Nevertheless, the Journal collective realizes that this ideal outcome is not always possible. Even when reconciliation does occur, it often requires a great deal of time and effort on the part of the offender, the oppressed individual and the community as a whole. Therefore, while we view the reconciliation of all parties and the growth of the offender as desirable results, we must stress that any process for confronting oppression must be guided (whenever possible) by the oppressed individual and primarily concerned with their needs for dignity, healing and safety. If the oppressed individual’s needs cannot be met through mediation, reconciliation and accountability processes, or if the offender does not sufficiently participate in these processes, then the expulsion of the offender may be the only possible recourse.

Forming a Process

For the reasons presented above, the Journal collective believes that adopting a single process for dealing with all instances of oppressive behavior would be unrealistic and ultimately ineffective.

Eventually, the Journal collective would like this policy to include a diversity of comprehensive anti-oppression strategies, including effective communication, intervention, mediation, accountability and reconciliation processes, as well as a specific sexual assault response procedure.
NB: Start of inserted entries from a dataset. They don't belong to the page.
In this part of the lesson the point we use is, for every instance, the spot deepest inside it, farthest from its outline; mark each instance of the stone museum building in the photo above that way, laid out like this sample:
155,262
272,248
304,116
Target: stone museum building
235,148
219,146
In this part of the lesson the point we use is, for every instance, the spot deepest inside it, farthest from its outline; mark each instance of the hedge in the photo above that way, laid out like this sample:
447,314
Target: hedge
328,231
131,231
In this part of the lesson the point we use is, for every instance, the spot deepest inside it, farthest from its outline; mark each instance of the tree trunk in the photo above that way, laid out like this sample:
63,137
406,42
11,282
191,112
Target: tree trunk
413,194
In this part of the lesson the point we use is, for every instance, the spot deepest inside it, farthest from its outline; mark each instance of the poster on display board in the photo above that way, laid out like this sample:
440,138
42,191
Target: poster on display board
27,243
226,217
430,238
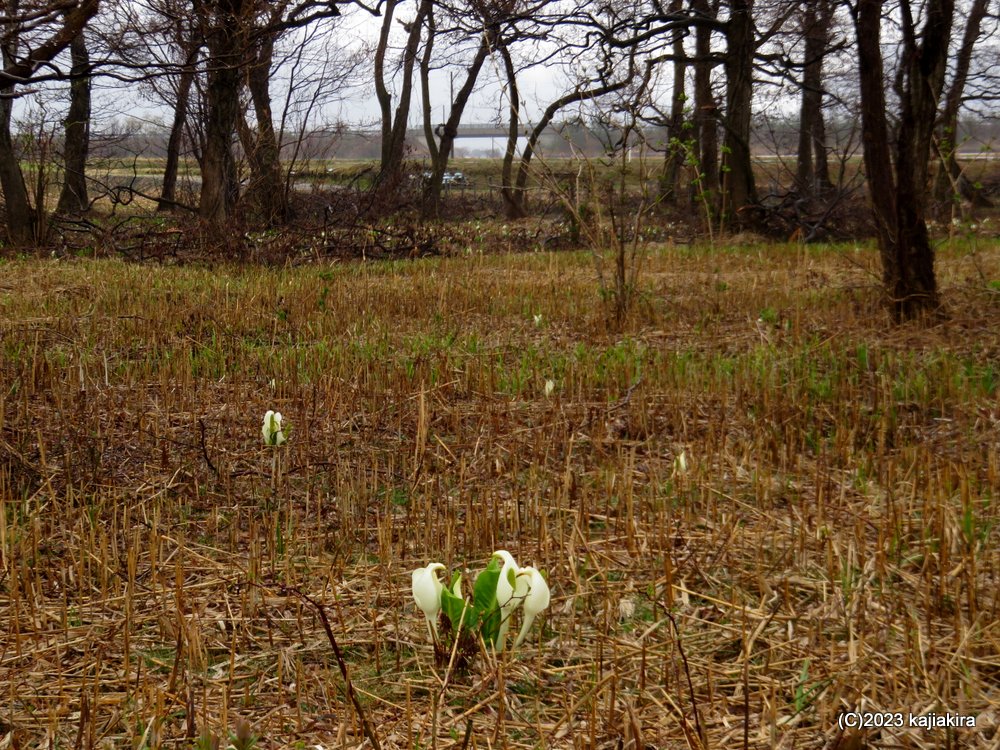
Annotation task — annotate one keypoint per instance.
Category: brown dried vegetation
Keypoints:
(832, 544)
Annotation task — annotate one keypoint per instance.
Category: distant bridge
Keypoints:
(472, 130)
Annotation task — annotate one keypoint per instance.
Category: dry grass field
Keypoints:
(829, 542)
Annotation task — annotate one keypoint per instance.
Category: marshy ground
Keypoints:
(832, 544)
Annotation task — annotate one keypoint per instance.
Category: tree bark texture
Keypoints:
(897, 187)
(73, 198)
(738, 188)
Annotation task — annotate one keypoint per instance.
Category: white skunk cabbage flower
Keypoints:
(535, 601)
(680, 464)
(507, 598)
(427, 594)
(273, 432)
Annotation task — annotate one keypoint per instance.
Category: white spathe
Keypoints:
(507, 598)
(427, 589)
(272, 430)
(536, 600)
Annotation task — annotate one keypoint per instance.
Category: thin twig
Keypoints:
(365, 726)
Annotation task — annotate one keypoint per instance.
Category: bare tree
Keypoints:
(35, 36)
(897, 177)
(394, 124)
(950, 181)
(73, 198)
(812, 168)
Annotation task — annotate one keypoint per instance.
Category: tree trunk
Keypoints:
(73, 198)
(219, 186)
(266, 190)
(513, 199)
(739, 190)
(812, 168)
(168, 195)
(673, 158)
(950, 182)
(432, 193)
(394, 128)
(20, 216)
(705, 109)
(898, 196)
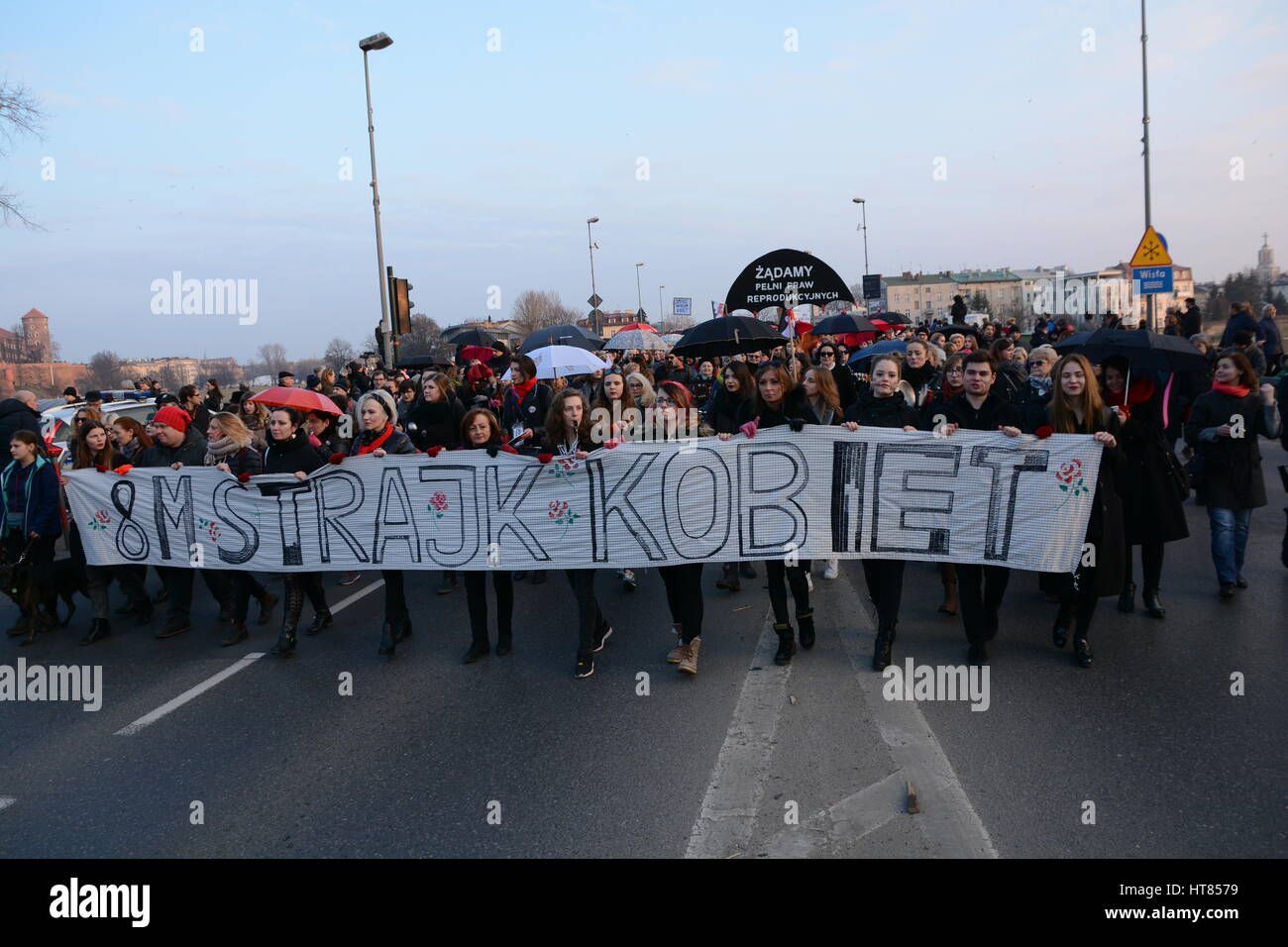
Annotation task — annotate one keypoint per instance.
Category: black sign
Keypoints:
(764, 282)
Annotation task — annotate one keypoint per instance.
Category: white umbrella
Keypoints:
(636, 339)
(562, 361)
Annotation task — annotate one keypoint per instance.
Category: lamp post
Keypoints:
(863, 205)
(377, 42)
(590, 245)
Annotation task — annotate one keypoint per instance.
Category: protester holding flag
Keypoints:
(883, 406)
(567, 436)
(1077, 408)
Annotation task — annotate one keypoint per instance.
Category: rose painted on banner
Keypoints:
(438, 504)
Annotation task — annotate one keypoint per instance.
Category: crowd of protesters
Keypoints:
(947, 377)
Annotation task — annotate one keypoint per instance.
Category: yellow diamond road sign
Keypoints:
(1151, 252)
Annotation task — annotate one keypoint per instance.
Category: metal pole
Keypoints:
(1144, 121)
(386, 356)
(590, 245)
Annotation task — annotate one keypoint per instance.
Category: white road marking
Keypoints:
(243, 664)
(947, 818)
(728, 813)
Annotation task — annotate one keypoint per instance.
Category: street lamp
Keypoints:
(377, 42)
(864, 228)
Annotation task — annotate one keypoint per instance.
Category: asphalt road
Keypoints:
(747, 759)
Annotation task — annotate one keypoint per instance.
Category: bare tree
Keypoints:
(271, 357)
(21, 114)
(535, 309)
(339, 354)
(103, 369)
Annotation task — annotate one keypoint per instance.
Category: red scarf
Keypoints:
(1236, 390)
(1138, 392)
(520, 392)
(376, 442)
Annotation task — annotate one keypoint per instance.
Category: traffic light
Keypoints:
(399, 305)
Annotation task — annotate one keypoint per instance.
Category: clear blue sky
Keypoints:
(224, 163)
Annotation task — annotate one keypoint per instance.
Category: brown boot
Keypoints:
(690, 656)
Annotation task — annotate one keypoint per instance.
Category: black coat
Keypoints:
(870, 411)
(16, 416)
(1153, 510)
(1231, 474)
(1106, 531)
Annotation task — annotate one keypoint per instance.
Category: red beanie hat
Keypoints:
(172, 415)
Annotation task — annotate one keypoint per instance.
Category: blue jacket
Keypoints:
(43, 512)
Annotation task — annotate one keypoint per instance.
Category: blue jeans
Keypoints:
(1229, 541)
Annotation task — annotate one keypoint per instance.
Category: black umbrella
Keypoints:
(844, 324)
(726, 337)
(562, 335)
(460, 335)
(1145, 352)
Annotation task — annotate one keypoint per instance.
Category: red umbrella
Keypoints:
(299, 398)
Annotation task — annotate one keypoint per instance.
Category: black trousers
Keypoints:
(589, 617)
(980, 589)
(684, 596)
(476, 596)
(778, 571)
(1150, 564)
(885, 586)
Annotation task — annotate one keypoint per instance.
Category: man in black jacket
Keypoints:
(980, 586)
(179, 444)
(18, 414)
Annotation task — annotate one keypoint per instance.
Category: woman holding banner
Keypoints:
(1077, 408)
(481, 432)
(288, 451)
(883, 406)
(378, 415)
(777, 402)
(568, 434)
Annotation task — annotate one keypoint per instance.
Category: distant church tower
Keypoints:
(1266, 268)
(35, 331)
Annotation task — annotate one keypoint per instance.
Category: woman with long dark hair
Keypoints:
(1151, 508)
(230, 447)
(683, 581)
(883, 406)
(778, 401)
(1223, 429)
(1077, 408)
(288, 451)
(481, 432)
(567, 433)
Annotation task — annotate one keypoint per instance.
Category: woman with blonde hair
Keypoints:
(1077, 408)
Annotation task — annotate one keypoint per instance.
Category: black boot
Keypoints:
(1127, 599)
(1063, 622)
(98, 630)
(805, 622)
(321, 620)
(881, 652)
(729, 578)
(236, 635)
(786, 644)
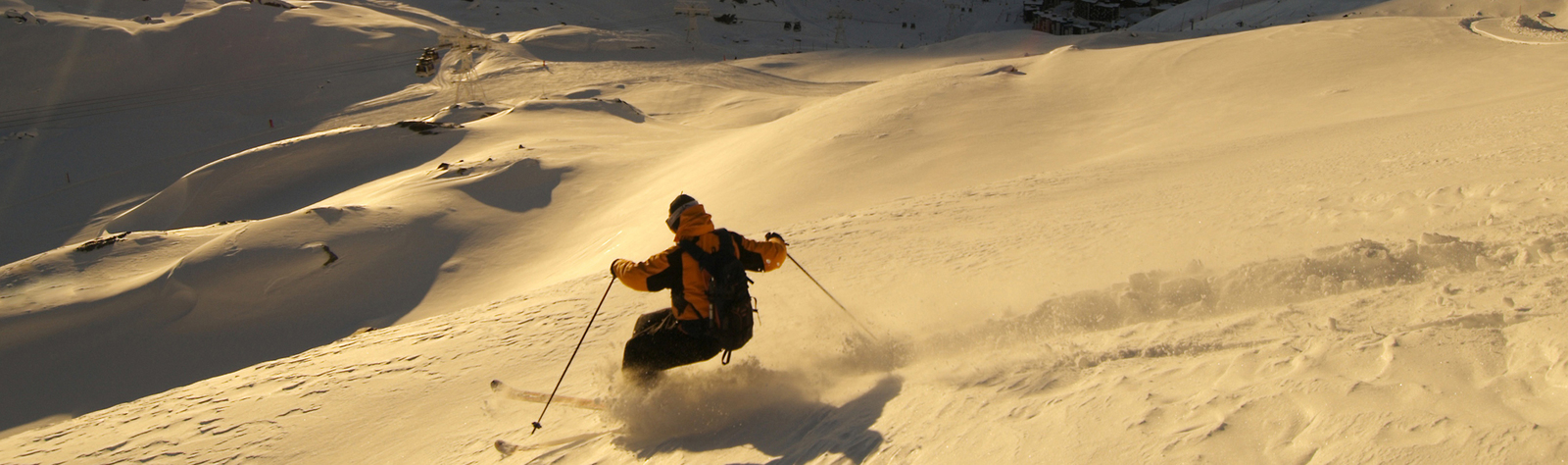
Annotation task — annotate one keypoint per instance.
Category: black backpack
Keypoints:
(728, 292)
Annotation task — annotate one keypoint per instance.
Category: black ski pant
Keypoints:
(658, 344)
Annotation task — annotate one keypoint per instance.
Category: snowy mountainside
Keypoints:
(122, 109)
(1338, 240)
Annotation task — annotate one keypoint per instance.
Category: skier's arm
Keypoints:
(764, 255)
(650, 276)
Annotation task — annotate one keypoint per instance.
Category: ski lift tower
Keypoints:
(465, 78)
(839, 15)
(692, 10)
(954, 13)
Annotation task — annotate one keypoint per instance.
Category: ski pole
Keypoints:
(835, 299)
(540, 425)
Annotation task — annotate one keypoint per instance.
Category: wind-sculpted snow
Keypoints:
(165, 308)
(1364, 264)
(286, 177)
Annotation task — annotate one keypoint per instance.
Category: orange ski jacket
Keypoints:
(684, 277)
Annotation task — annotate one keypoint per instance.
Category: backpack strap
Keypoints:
(710, 261)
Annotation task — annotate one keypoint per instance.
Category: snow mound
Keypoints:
(465, 112)
(1364, 264)
(284, 177)
(613, 107)
(576, 38)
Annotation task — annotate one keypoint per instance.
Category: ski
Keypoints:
(540, 397)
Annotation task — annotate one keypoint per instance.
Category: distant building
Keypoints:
(1094, 10)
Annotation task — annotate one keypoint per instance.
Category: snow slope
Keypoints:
(1338, 240)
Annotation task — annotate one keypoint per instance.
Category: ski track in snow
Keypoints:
(1369, 271)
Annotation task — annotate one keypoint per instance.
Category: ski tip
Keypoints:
(506, 448)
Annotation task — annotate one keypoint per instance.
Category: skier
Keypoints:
(684, 334)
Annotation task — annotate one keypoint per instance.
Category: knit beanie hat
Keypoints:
(676, 208)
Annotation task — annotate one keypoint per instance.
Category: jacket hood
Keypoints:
(694, 222)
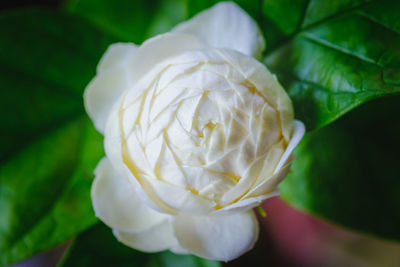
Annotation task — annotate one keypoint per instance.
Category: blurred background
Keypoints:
(288, 237)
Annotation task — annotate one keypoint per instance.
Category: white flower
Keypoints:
(197, 132)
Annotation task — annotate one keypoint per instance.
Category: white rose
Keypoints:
(197, 133)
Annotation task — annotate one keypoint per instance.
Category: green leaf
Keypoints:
(98, 247)
(348, 173)
(48, 146)
(343, 54)
(130, 21)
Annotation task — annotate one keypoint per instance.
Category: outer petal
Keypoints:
(298, 133)
(116, 203)
(159, 48)
(217, 237)
(226, 25)
(111, 80)
(156, 238)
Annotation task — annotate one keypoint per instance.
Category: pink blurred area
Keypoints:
(292, 238)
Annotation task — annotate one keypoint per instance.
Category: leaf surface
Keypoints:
(98, 247)
(49, 147)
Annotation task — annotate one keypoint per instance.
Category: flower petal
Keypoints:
(111, 80)
(116, 203)
(226, 25)
(156, 238)
(298, 132)
(163, 46)
(217, 237)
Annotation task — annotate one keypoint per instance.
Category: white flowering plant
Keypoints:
(201, 108)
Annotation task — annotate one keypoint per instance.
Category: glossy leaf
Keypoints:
(132, 21)
(48, 147)
(343, 54)
(347, 172)
(98, 247)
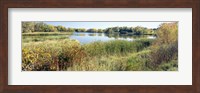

However, the creation of these measures will likely be a complicated and lengthy undertaking, and we believe that little would be gained by waiting to adopt this policy until such processes are in place.

In the meantime, the Journal collective will assemble and make available resources on anti-oppression procedures and diverse response strategies, so that these can be used for guidance and reference when challenging oppressive behavior.

Affirming Other Communities

Since the Journal collective is composed of a frequently rotating group of individuals from diverse communities, it can be difficult to ensure that the Journal is a safe space. For this reason, if someone (1) is involved with the Journal as an editor or volunteer, (2) has a background of oppressive behavior and (3) is required by a survivor, community or accountability process to reveal their background to individuals and groups they work with, then that person is expected to honor and abide by those requirements. This will allow us to respect and reaffirm other communities’ anti-oppression policies and processes, and it will help ensure that the Journal is a safer space for all.